Mais je voudrais m’attacher aujourd’hui à la seconde lecture, celle de la Première épître aux Corinthiens et à la théologie du Corps du Christ développée par saint Paul. Allons-y pour un peu de théologie fondamentale.
Saint Paul nous dit : tous les baptisés – c’est à dire l’Église universelle – constituent un seul corps et ce corps c’est le Corps du Christ. C’est une image qu’on retrouve souvent dans la Bible, et qui est un fondement du Judaïsme, et du Christianisme à sa suite : tout groupe social, toute tribu notamment le Peuple d’Israël, le Peuple de Dieu, fonctionnent comme un seul corps, avec à sa tête un chef (c’est d’ailleurs l’étymologie du mot), avec des membres qui exécutent chacun des fonctions spécifiques et répercutent les informations. C’est encore bien souvent notre image de la société d’aujourd’hui, que l’on retrouve dans des expressions telles que « le corps social », « être membre d’une association », « agir comme un seul homme » ou dans l’idée que le Roi incarne, quelque part, le peuple Belge.

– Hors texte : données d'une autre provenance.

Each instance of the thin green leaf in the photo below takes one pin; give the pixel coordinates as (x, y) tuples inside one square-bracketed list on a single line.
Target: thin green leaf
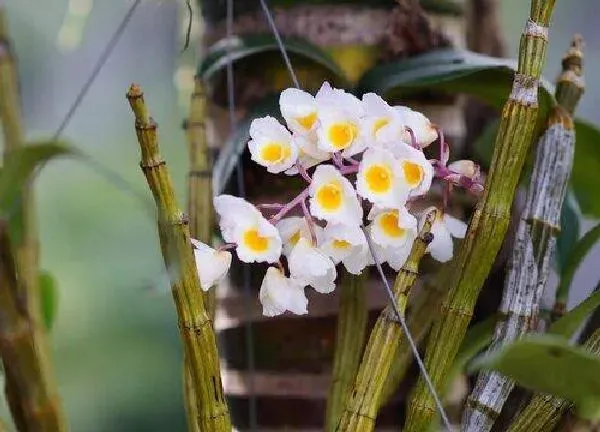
[(233, 149), (48, 298), (551, 365), (586, 167), (569, 231), (19, 167), (579, 252), (568, 324), (453, 71), (238, 48), (478, 337)]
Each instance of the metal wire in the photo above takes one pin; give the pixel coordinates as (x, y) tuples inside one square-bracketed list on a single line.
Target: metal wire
[(284, 54), (246, 274), (390, 294)]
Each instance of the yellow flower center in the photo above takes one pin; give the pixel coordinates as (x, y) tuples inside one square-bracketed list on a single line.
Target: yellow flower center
[(329, 196), (382, 122), (389, 224), (379, 178), (295, 238), (255, 242), (308, 121), (413, 173), (275, 152), (341, 244), (341, 135)]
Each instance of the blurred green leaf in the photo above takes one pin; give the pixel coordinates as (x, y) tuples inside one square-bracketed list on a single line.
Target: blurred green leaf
[(453, 71), (48, 298), (238, 48), (551, 365), (569, 231), (579, 252), (235, 145), (20, 165), (586, 167), (568, 324)]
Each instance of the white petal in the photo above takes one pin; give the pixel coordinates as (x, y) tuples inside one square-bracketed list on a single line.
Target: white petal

Pour l’Église, la place du chef est vite attribuée : à la tête de l’Église se trouve le Christ qui lui parle, et lui seul. Le chef de l’Église n’est ni le pape, ni le clergé, ni la volonté démocratique du peuple de Dieu. A proprement parler, l’Église est une pure théocratie : celui qui la dirige c’est l’Esprit Saint. Tous – pape, prêtres, laïcs – nous sommes des exécutants. Remarquons d’emblée que ça ne signifie pas que les membres de l’Église n’ont pas une certaine autonomie : nous avons tous notre libre arbitre et sommes priés d’en user, précisément de chacun discerner les attentes de l’Esprit Saint, de l’amour de Dieu qui nous parle et nous touche le cœur. Ainsi, véritablement, la seule direction que pourra prendre l’Église, c’est de suivre la volonté de Dieu, la volonté d’aimer comme Dieu.

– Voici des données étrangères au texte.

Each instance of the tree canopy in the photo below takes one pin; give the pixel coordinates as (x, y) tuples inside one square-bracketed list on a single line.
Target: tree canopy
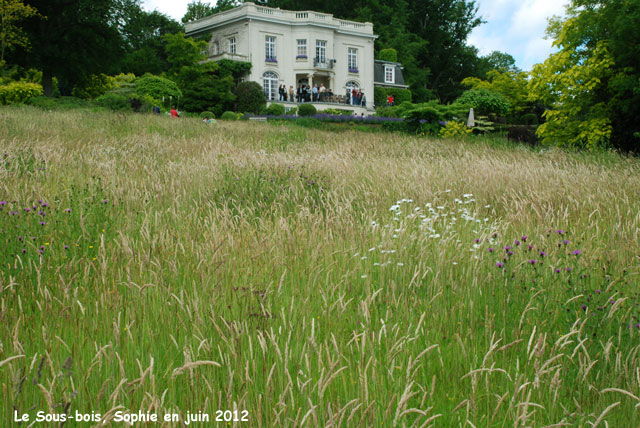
[(592, 84)]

L’idée de l’Église comme un seul corps dont aucun de nous n’est le chef, mais seulement un membre singulier, nous assigne à tous une fonction particulière. Nous avons tous à trouver notre place dans l’Église et dans le monde, au sein de nos familles, parmi nos amis.
Et puisque nous prétendons agir sous la direction de l’Esprit Saint, nous avons tous une vocation religieuse. Certains sont appelés à vivre une vie de contemplation et de prière, d’autres à s’engager plus socialement. Certains se sentent appelés à se donner à Dieu dans le célibat, d’autres en fondant une famille.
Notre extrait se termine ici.